Query planning is the air-traffic-control layer that runs before retrieval. Crawling the whole graph for every prompt is latency suicide; planning decides the intent, the seed entities, the hop budget and the retrieval blend up front.
query_plan:
question: 'Which exceptions were approved by leaders connected to Acme?'
classify: { intent: path+policy, requires_hops: 2 }
retrievers:
- { kind: vector, top_k: 8 }
- { kind: graph_traversal, start_entities: [Acme, 'policy exception'], max_hops: 2 }
re_rank: { features: [path_support, text_relevance, recency] }
Lock the hop budget before execution. requires_hops and max_hops are the variables that most control latency and noise. Setting them per-query (from the classified intent) instead of using one global default is what keeps p95 latency stable across easy and hard questions.

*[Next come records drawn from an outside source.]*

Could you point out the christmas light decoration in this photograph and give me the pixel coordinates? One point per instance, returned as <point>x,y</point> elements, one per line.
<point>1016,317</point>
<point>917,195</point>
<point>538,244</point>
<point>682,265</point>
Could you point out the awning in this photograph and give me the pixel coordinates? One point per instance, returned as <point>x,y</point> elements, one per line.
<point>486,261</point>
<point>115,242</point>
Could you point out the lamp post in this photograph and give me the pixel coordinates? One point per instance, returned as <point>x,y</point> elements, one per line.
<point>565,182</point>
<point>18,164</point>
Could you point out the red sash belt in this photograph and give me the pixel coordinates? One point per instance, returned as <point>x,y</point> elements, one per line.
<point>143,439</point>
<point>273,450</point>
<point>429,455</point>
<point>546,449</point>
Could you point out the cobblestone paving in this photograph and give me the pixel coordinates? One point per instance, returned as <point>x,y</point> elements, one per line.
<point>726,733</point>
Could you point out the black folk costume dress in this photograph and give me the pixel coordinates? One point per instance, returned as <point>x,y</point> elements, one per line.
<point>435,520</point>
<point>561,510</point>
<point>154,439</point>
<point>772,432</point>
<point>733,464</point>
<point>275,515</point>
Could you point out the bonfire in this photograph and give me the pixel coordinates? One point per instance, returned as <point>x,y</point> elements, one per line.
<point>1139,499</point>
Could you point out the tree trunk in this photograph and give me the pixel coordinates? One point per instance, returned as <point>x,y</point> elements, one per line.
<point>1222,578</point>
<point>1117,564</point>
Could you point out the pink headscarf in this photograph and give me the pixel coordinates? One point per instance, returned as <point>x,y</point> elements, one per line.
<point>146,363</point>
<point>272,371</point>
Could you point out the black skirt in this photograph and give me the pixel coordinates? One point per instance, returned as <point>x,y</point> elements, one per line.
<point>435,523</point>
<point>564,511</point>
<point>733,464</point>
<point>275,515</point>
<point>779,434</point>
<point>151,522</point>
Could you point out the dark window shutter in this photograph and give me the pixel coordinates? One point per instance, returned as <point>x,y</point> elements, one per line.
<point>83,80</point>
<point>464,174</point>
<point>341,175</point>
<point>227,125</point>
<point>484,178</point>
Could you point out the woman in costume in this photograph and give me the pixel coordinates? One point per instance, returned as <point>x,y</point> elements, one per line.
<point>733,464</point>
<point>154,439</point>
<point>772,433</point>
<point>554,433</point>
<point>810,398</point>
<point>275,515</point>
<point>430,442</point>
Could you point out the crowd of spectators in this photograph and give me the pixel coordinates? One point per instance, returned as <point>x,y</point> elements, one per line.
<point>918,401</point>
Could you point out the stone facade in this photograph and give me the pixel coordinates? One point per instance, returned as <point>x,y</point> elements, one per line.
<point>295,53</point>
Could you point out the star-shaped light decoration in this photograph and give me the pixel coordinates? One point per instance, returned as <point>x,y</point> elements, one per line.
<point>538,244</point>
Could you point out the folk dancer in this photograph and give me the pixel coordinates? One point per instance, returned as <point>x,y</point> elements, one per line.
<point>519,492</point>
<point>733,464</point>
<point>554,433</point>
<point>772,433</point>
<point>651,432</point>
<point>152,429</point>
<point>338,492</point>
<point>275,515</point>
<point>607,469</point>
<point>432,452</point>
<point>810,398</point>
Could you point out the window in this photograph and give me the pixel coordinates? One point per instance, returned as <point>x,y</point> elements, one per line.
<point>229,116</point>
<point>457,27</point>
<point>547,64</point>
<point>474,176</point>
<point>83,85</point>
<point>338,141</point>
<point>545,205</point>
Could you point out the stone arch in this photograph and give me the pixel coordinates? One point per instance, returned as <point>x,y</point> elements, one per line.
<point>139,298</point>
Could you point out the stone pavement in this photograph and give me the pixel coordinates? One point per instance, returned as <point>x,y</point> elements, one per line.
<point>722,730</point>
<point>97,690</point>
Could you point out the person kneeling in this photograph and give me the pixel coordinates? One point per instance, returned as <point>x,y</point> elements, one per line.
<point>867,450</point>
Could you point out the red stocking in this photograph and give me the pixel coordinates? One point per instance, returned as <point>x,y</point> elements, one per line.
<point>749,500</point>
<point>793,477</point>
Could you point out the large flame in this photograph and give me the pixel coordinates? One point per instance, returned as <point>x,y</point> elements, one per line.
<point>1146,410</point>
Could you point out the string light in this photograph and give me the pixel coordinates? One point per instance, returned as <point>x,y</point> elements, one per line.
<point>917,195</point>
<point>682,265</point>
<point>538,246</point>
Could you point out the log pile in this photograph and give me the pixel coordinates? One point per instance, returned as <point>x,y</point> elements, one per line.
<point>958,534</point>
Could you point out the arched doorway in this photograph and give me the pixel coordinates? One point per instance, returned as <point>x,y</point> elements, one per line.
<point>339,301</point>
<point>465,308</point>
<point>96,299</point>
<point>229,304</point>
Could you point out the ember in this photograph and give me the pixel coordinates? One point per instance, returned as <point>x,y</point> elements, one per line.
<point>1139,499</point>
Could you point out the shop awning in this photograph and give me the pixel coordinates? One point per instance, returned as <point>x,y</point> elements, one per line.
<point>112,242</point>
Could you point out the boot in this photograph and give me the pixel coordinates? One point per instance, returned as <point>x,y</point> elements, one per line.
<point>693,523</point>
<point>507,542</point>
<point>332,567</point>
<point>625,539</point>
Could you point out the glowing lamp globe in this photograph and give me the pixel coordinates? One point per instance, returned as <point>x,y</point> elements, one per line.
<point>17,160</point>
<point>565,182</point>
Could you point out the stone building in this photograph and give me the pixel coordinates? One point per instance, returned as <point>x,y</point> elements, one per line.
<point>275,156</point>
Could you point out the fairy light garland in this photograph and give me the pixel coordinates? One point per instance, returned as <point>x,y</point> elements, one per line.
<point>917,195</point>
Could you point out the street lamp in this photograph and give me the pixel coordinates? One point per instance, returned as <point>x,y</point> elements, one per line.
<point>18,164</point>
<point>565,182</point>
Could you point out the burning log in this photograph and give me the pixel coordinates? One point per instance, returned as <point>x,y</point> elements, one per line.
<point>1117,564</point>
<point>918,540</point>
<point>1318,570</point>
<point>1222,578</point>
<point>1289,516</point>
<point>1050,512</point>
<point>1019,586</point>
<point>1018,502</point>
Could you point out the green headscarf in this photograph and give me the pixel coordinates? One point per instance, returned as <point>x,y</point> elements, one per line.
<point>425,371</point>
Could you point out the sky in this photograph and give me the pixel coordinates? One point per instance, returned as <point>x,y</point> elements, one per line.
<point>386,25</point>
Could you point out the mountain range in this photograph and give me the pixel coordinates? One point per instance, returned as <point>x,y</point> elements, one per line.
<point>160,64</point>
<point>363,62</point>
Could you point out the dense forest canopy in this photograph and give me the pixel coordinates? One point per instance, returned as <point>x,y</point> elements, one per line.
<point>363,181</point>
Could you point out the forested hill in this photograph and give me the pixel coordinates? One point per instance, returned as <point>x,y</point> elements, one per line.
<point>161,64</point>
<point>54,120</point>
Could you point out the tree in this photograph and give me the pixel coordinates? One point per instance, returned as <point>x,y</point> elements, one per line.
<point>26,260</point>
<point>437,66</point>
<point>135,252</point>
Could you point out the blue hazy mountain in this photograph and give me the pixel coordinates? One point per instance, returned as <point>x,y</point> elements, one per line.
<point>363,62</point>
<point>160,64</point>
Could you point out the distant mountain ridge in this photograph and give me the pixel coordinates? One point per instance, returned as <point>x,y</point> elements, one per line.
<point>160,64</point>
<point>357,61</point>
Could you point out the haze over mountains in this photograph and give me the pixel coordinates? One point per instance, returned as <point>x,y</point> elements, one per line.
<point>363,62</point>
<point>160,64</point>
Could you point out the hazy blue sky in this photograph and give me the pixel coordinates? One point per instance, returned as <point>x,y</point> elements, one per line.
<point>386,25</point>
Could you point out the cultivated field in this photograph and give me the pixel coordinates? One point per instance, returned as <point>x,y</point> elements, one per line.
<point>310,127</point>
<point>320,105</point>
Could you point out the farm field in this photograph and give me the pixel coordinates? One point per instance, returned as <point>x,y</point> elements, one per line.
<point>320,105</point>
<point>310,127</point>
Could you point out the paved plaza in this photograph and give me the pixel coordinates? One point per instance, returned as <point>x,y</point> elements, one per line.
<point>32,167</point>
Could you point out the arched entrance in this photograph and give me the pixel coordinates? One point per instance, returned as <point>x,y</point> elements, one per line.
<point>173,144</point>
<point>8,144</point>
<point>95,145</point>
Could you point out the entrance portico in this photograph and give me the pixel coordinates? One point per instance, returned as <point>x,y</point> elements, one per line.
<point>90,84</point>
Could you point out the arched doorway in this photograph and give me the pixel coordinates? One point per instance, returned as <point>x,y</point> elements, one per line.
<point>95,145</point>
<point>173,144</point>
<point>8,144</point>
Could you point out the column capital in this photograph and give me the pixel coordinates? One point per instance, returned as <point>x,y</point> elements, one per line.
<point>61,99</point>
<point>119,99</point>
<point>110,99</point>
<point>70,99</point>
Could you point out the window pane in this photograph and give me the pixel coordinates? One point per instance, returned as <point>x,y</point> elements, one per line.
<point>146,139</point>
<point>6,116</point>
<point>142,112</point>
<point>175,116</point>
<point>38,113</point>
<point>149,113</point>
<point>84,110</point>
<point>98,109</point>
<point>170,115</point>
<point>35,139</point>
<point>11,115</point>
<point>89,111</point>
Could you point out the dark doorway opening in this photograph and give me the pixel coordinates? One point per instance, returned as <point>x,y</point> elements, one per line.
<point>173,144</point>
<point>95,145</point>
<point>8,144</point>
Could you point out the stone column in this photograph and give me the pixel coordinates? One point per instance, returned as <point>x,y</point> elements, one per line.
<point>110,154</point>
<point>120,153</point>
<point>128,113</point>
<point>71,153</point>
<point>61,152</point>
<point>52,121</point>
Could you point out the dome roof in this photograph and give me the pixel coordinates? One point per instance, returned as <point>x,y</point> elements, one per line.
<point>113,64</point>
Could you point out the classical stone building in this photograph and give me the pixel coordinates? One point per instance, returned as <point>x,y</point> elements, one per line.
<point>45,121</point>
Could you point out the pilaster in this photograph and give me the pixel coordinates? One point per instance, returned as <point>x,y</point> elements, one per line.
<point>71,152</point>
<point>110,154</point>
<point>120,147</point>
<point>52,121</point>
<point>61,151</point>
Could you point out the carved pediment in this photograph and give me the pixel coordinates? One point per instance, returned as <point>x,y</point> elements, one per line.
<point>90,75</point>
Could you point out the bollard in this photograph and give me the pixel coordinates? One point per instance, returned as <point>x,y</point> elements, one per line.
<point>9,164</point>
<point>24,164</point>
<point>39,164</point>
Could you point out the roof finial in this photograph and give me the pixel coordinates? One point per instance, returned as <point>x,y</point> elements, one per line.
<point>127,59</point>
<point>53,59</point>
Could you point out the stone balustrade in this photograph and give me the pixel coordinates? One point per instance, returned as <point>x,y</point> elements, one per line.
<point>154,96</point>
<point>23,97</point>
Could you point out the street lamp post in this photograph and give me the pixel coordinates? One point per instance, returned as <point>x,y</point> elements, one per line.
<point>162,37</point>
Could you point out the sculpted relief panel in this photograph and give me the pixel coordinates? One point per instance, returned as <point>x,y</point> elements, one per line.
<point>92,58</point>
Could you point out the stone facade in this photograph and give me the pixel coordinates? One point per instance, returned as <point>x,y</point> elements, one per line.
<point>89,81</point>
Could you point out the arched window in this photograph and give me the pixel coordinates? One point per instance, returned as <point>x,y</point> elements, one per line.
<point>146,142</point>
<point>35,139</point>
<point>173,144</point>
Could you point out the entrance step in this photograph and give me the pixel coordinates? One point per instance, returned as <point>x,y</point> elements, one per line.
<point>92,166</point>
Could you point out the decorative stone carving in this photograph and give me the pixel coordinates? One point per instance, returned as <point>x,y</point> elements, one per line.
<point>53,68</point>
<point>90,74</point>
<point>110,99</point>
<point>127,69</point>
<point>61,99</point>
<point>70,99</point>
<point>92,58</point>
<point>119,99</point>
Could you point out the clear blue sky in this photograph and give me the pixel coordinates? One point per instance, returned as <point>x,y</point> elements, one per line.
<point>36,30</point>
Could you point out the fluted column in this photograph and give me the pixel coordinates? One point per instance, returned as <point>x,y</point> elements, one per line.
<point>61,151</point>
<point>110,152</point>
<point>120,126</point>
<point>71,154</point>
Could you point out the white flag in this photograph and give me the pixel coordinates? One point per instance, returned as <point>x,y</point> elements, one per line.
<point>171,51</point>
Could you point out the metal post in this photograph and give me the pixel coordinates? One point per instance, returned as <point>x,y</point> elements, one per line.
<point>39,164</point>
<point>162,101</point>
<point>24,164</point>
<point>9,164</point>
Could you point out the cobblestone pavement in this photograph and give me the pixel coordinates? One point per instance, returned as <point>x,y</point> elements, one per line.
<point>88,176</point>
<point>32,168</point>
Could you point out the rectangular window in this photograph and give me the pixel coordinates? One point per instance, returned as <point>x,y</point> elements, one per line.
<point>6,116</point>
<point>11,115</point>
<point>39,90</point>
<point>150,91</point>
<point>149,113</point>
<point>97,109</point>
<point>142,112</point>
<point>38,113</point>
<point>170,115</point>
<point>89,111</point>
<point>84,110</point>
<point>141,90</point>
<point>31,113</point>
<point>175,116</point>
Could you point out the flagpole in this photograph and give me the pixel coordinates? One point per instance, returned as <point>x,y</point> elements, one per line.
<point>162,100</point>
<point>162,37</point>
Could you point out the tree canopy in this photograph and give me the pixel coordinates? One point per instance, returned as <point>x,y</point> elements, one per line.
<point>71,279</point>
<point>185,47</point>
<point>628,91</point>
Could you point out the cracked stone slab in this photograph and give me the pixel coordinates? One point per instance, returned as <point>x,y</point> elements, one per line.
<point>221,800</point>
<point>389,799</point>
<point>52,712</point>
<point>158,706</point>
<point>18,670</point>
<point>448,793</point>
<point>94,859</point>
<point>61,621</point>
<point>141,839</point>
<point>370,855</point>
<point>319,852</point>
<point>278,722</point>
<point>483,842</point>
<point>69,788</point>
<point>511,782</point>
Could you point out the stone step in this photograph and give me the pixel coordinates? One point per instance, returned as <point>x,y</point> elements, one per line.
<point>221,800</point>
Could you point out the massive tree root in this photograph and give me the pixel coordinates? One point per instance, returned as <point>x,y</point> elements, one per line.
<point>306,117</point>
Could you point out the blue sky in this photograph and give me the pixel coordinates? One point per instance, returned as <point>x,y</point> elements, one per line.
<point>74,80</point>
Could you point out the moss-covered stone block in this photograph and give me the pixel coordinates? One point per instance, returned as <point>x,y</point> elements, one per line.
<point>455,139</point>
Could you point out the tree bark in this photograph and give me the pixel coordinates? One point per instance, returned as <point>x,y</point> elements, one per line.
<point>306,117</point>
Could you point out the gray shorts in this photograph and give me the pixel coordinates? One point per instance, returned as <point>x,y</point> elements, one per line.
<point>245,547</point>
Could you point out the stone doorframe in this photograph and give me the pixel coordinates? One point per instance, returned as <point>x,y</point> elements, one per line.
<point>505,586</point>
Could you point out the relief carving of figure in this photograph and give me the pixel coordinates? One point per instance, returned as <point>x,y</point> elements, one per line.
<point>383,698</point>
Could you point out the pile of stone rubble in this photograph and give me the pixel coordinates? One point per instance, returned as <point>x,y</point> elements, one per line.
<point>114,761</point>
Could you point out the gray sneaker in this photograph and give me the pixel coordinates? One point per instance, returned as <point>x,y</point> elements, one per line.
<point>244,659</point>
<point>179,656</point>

Plan the failure path too. Seed-entity extraction can fail — the question names an entity that isn't in the graph. A robust plan has a fallback (drop to pure vector search, or ask a clarifying question) instead of returning an empty traversal. Planning is not just the happy path; it's deciding what to do when the graph can't help.
Done well, planning turns GraphRAG from 'traverse everything and hope' into 'retrieve the minimal evidence set this specific question needs'.